Benchmark Leaderboard

open-llm-leaderboard (Open LLM Leaderboard) (huggingface.co)

C-Eval: A Multi-Level Multi-Discipline Chinese Evaluation Suite for Foundation Models (cevalbenchmark.com)

Alpaca Eval Leaderboard (tatsu-lab.github.io)

In Details

AutoGen

AutoGen帮助开发者创建基于大语言模型的复杂应用程序。依赖于openai付费的apikey，弃用

fastchat

lm-sys/FastChat: An open platform for training, serving, and evaluating large language models. Release repo for Vicuna and Chatbot Arena. (github.com)

中文LLaMA&Alpaca

ymcui/Chinese-LLaMA-Alpaca: 中文LLaMA&Alpaca大语言模型+本地CPU/GPU训练部署 (Chinese LLaMA & Alpaca LLMs) (github.com)

问题

需不需要自己prompt工程

实践

使用Xwin-LM的hugging face实现（弃用）

号称超过gpt！安装hugging face、pytorch-gpu和transformers，并然后进行测试，详见hugging-face-startup.md

使用example测试

Xwin-LM还有一个实现是vLLM库.使用hf实现，看到使用了30G来下模型，很头大，没有更改缓存，C盘一下就满了

#env4hf
from transformers import AutoTokenizer, AutoModelForCausalLM

model = AutoModelForCausalLM.from_pretrained("Xwin-LM/Xwin-LM-7B-V0.1")
tokenizer = AutoTokenizer.from_pretrained("Xwin-LM/Xwin-LM-7B-V0.1")
(
    prompt := "A chat between a curious user and an artificial intelligence assistant. "
            "The assistant gives helpful, detailed, and polite answers to the user's questions. "
            "USER: Hello, can you help me? "
            "ASSISTANT:"
)
inputs = tokenizer(prompt, return_tensors="pt")
samples = model.generate(**inputs, max_new_tokens=4096, temperature=0.7)
output = tokenizer.decode(samples[0][inputs["input_ids"].shape[1]:], skip_special_tokens=True)
print(output) 
# Of course! I'm here to help.
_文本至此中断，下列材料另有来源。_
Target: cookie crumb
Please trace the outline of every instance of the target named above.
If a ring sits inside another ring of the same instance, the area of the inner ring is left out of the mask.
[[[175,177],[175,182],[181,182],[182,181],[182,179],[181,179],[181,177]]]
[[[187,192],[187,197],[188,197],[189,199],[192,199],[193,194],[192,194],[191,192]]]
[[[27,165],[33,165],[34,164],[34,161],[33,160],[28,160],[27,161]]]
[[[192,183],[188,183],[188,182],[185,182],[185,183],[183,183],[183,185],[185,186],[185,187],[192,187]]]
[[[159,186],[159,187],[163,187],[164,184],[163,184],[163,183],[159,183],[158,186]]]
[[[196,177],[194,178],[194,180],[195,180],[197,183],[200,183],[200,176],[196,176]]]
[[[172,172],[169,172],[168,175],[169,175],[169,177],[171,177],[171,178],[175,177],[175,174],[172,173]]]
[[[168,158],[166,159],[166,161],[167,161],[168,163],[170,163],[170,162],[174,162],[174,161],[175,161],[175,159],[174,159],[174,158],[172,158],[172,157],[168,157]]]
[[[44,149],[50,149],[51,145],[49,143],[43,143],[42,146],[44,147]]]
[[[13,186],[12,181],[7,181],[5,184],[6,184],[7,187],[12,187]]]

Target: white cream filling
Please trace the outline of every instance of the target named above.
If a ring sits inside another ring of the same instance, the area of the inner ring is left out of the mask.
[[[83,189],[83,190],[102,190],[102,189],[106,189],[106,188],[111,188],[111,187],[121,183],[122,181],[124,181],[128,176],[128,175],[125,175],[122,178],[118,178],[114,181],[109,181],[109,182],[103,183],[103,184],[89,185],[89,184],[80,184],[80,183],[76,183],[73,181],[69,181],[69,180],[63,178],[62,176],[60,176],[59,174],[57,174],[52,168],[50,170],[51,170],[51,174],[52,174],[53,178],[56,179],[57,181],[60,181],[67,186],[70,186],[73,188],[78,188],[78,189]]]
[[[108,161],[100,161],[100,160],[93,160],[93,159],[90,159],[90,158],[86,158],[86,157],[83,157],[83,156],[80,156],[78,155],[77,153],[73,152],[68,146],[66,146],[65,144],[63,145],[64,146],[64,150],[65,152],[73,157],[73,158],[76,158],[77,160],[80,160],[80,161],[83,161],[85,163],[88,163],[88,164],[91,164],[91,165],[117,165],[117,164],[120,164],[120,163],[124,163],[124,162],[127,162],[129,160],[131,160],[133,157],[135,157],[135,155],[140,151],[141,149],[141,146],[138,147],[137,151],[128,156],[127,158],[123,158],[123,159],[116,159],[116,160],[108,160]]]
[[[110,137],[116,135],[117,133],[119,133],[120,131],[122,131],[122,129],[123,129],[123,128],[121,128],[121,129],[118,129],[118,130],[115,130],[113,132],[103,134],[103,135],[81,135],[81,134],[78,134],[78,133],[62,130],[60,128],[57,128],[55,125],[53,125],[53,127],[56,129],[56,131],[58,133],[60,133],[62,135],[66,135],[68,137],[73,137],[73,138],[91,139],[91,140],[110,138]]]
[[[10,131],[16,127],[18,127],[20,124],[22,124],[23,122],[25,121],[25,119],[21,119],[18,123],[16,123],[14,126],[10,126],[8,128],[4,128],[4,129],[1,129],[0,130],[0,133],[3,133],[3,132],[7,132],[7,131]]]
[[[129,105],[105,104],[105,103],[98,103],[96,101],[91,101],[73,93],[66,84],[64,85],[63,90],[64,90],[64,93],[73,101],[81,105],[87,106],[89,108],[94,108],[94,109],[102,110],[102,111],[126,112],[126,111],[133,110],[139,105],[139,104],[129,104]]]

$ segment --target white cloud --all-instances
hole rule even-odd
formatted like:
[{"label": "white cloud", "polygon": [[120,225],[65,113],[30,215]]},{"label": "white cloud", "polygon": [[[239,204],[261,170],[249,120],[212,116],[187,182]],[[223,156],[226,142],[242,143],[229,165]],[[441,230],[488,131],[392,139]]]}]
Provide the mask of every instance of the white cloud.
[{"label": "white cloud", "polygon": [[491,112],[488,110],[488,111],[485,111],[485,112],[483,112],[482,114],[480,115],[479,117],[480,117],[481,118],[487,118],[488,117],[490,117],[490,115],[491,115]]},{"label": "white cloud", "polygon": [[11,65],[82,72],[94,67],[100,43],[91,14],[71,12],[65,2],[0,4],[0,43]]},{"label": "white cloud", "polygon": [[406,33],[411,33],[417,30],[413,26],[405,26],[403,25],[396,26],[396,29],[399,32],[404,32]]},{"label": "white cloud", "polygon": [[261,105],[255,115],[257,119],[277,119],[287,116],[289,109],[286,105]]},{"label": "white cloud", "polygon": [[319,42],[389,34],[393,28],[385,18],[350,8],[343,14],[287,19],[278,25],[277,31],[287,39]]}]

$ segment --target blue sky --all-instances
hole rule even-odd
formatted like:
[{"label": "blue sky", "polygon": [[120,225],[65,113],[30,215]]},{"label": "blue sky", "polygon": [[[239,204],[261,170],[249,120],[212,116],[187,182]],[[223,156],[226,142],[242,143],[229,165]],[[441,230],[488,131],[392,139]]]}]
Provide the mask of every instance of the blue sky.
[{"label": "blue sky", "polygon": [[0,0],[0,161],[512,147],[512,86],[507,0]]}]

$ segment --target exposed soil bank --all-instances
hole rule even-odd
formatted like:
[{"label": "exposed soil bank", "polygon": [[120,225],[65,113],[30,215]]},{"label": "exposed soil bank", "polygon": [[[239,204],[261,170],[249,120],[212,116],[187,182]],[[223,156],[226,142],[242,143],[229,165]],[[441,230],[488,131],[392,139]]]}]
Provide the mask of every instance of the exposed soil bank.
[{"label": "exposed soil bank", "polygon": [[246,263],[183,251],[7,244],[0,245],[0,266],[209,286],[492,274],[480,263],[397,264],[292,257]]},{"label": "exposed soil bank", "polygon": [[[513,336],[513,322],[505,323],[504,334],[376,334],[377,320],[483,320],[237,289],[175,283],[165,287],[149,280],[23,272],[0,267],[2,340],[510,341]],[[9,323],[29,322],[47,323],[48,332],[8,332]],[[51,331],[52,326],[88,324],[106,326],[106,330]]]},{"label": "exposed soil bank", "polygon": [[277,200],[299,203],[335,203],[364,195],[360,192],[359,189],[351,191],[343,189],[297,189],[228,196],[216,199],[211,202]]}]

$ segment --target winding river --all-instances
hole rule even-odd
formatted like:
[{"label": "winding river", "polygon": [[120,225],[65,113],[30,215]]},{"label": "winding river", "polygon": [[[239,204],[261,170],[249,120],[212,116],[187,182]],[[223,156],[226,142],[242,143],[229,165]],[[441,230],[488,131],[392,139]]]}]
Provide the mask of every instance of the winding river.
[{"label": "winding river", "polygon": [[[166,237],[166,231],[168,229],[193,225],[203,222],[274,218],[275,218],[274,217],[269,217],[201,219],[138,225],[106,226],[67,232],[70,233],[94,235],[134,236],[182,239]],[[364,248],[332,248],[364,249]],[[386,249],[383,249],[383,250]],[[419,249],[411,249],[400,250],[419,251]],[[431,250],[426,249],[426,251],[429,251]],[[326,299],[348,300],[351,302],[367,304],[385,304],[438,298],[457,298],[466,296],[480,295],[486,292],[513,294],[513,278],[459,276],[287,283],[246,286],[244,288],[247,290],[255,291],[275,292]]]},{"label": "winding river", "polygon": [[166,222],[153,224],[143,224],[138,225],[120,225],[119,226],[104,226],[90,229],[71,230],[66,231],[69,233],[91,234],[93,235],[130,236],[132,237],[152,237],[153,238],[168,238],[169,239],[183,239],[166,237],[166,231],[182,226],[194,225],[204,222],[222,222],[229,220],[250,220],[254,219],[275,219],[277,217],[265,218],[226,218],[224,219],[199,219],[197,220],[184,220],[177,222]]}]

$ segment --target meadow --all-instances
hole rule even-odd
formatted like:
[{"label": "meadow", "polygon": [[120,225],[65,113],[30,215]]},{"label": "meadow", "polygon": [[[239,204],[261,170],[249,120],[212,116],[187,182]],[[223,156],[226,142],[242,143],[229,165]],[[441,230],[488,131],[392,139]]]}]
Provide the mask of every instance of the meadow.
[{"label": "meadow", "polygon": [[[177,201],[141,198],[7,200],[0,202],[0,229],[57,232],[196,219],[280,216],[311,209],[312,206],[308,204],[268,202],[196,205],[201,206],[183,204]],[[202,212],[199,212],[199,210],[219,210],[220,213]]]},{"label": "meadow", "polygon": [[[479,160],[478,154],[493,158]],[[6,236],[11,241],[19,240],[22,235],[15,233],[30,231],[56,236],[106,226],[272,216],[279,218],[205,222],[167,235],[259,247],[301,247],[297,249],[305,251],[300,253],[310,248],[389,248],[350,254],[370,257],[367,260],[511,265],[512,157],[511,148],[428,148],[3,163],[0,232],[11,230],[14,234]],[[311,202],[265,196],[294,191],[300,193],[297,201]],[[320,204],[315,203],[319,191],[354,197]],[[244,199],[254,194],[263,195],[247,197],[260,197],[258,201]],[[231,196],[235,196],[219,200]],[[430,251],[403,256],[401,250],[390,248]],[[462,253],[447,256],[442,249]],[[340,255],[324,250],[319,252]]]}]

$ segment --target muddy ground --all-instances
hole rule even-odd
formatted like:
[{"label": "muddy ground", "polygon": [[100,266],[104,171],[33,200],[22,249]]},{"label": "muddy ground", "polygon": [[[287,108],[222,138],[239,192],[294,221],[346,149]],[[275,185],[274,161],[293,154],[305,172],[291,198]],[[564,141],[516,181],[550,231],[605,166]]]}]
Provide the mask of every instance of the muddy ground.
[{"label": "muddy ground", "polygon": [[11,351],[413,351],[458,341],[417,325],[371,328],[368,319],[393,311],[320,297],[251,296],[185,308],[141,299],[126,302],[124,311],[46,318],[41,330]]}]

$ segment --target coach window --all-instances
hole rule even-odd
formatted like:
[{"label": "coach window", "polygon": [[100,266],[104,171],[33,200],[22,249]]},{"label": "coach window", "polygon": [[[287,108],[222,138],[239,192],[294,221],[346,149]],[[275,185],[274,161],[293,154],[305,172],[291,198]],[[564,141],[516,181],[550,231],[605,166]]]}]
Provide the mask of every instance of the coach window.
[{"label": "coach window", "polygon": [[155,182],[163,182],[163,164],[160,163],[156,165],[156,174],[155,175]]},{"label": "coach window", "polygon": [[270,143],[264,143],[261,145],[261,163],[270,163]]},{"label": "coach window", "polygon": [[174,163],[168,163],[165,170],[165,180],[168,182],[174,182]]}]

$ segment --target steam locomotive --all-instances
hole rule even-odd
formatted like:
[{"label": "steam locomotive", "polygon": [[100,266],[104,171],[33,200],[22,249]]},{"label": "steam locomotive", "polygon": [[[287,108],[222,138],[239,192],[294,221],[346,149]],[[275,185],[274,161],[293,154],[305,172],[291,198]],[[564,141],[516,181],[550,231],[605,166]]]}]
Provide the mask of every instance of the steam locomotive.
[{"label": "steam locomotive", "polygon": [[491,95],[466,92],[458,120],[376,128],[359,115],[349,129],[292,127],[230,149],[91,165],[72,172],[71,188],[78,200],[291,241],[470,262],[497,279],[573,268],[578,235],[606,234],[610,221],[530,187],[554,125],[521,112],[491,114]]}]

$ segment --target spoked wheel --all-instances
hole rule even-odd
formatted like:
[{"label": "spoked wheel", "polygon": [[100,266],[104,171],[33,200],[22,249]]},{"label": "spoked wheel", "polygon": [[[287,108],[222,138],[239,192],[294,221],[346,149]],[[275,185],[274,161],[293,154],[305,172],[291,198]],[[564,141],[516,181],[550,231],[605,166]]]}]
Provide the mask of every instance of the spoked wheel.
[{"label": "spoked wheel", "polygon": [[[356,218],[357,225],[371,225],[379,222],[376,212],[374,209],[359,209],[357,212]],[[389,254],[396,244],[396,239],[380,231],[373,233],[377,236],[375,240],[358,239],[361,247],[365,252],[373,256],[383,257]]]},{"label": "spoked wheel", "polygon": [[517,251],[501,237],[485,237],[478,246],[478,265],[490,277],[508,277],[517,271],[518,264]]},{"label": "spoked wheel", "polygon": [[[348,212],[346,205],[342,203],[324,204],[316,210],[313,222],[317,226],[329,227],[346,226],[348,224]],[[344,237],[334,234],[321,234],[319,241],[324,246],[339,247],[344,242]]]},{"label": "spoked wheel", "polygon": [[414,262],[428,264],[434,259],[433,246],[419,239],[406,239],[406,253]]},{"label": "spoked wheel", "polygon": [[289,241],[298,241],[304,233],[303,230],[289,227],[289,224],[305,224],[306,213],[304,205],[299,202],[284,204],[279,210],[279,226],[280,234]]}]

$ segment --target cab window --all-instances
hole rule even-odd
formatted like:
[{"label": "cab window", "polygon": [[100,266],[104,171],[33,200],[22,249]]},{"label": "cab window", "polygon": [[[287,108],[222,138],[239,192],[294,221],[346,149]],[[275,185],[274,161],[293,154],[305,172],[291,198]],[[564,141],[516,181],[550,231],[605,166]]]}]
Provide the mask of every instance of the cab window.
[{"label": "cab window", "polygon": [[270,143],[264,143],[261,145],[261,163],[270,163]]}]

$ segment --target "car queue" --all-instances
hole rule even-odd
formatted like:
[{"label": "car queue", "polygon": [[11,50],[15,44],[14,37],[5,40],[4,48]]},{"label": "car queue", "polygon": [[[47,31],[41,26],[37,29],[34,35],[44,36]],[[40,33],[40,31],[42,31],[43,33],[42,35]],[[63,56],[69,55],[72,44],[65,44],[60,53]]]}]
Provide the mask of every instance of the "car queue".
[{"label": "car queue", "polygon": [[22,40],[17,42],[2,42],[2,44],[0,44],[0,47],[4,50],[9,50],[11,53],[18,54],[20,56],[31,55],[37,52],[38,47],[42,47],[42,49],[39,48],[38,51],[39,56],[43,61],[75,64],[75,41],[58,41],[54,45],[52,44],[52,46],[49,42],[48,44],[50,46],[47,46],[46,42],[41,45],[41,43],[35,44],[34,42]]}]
Please feel free to ask your question or describe the issue you're having, and I'll do my best to assist you.

pytorch_model-00001-of-00003.bin: 100%|████████████████████████████████████████████████████████████████████████████████████████████████████████████████████████████████████████| 9.88G/9.88G [17:20<00:00, 9.50MB/s] 
pytorch_model-00002-of-00003.bin: 100%|████████████████████████████████████████████████████████████████████████████████████████████████████████████████████████████████████████| 9.89G/9.89G [17:21<00:00, 9.50MB/s]
pytorch_model-00003-of-00003.bin: 100%|████████████████████████████████████████████████████████████████████████████████████████████████████████████████████████████████████████| 7.18G/7.18G [12:34<00:00, 9.52MB/s]
Downloading shards: 100%|947.04s/it

存在两个问题，1.莫名其妙卡死 2.C盘快满了，不得不处理缓存问题

先处理缓存问题，参考https://huggingface.co/docs/transformers/v4.34.0/en/installation#installation中cache setup，默认为user/XX/.cache/huggingface/hub,
缓存位置的优先级为三个环境变量：

1
2
3

1(default)  HUGGINGFACE_HUB_CACHE or TRANSFORMERS_CACHE.
2 HF_HOME.
3 XDG_CACHE_HOME + /huggingface.

直接修改环境变量即可，然后我们把他搬过去,打印环境变量windows是%%而linux才是#,以上环境变量都没有设，很奇怪为什么7B的模型有25G这么大，能放到显存吗？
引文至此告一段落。